Paradoks Pengkaryaan

Pengkaryaan merupakan bagian yang sangat penting dalam kaderisasi. Sebagian kader baru masuk lembaga da’wah karena ingin berkarya untuk umat, berkontribusi dalam da’wah. Sebagian yang lain untuk mencari pengalaman organisasi. Kedua alasan ini menuntut agar kader dikaryakan (dikasih kerjaan) untuk mempertahankan keberadaan mereka di lembaga setelah kita membagi mereka ke bidang-bidang pada masa rekruitmen.

Pertimbangan masalah ini diperlukan bahkan sejak penyusunan program kerja untuk sebuah alasan yang mudah dimengerti : jika sampai semua kegiatan habis pada masa-masa krusial pengkaryaan, mustahil pengkaryaan dapat dilakukan. Kader yang tidak memiliki pekerjaan akan mencari pekerjaan lain di tempat lain.

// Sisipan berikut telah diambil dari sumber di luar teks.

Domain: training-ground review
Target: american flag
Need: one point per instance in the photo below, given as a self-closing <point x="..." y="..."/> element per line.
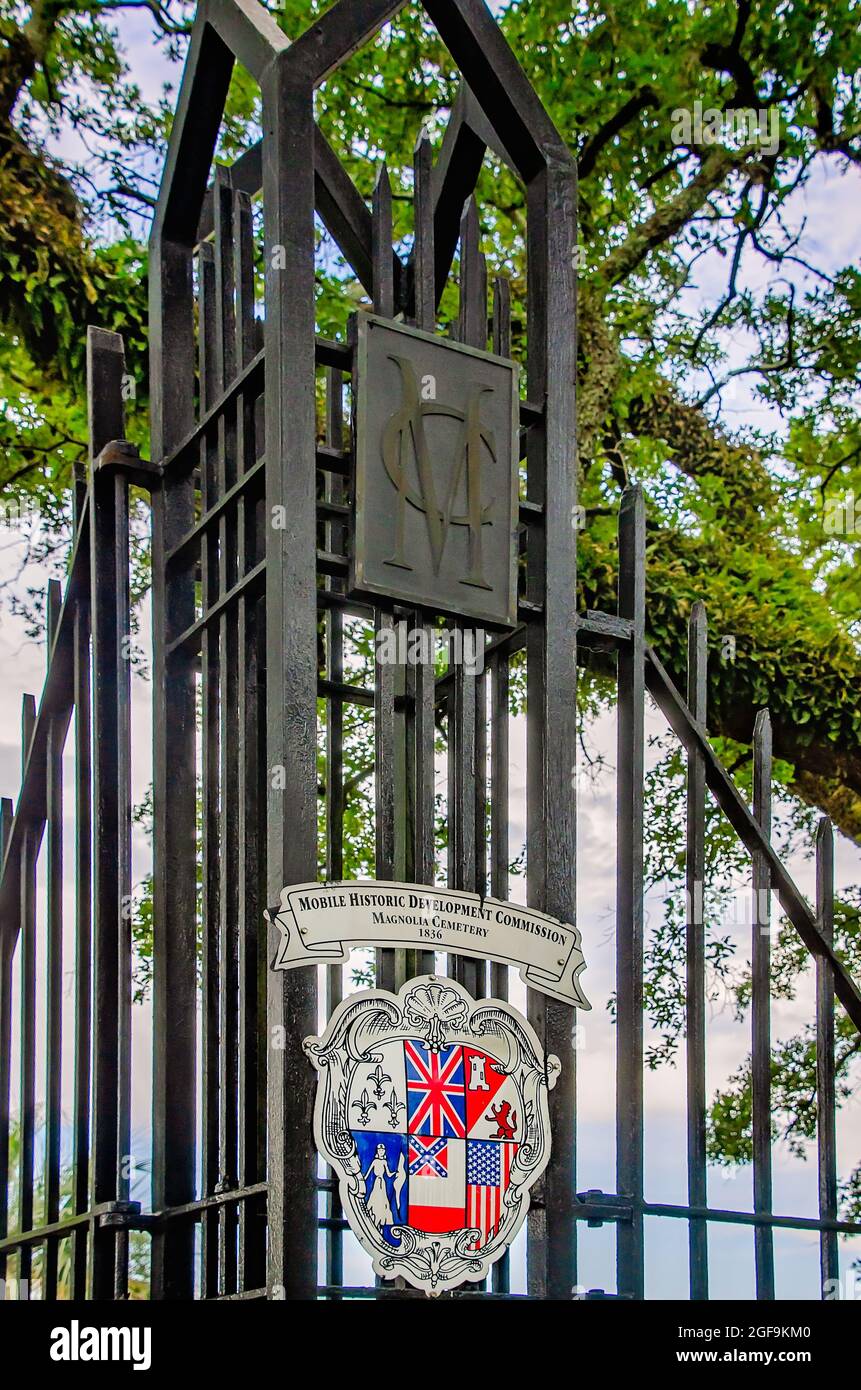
<point x="488" y="1168"/>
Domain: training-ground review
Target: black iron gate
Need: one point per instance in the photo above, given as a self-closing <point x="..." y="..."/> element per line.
<point x="255" y="672"/>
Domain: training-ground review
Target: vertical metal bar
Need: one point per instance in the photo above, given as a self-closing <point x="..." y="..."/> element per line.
<point x="552" y="674"/>
<point x="694" y="872"/>
<point x="27" y="1107"/>
<point x="6" y="1036"/>
<point x="106" y="366"/>
<point x="384" y="773"/>
<point x="124" y="868"/>
<point x="381" y="245"/>
<point x="826" y="1107"/>
<point x="54" y="997"/>
<point x="174" y="773"/>
<point x="209" y="380"/>
<point x="502" y="316"/>
<point x="84" y="876"/>
<point x="462" y="798"/>
<point x="334" y="713"/>
<point x="629" y="891"/>
<point x="761" y="1082"/>
<point x="252" y="1123"/>
<point x="424" y="738"/>
<point x="423" y="246"/>
<point x="228" y="736"/>
<point x="472" y="325"/>
<point x="291" y="681"/>
<point x="500" y="849"/>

Jalan pikiran ini wajar, karena kader tahun pertama masih berada pada proses pencarian di mana kira-kira mereka bisa berkarya. (ya… mending kalau dapatnya tempat yang bagus, kalau terjerumus ke lembaga-lembaga yang merusak akhlak dan agama gimana ? ). Dengan alasan ini pengkaryaan menjadi sesuatu yang harus dilakukan sedini mungkin.

Kami namakan paradoks karena seharusnya kader dipahamkan dulu tentang da’wah sebelum diberi beban amanah. Yang namanya pemahaman tentu saja tidak bisa selesai dalam dua-tiga hari, dia memerlukan proses yang panjang. Kader yang terlanjur berada pada kesibukan da’wah namun belum memiliki kepahaman yang cukup justru akan menjadi perusak da’wah dalam level tertentu.

Masalahnya, kenyataan bahwa pemahaman memerlukan proses yang panjang bertabrakan dengan kemendesakan pengkaryaan yang harus segera dilakukan.

Bagi kader yang sudah mengenal da’wah sejak SMA, masalah ini tidak akan terlihat terlalu menonjol. Yang perlu dilakukan pada mereka hanyalah memahamkan tentang kondisi medan da’wahnya yang baru (kondisi kampus).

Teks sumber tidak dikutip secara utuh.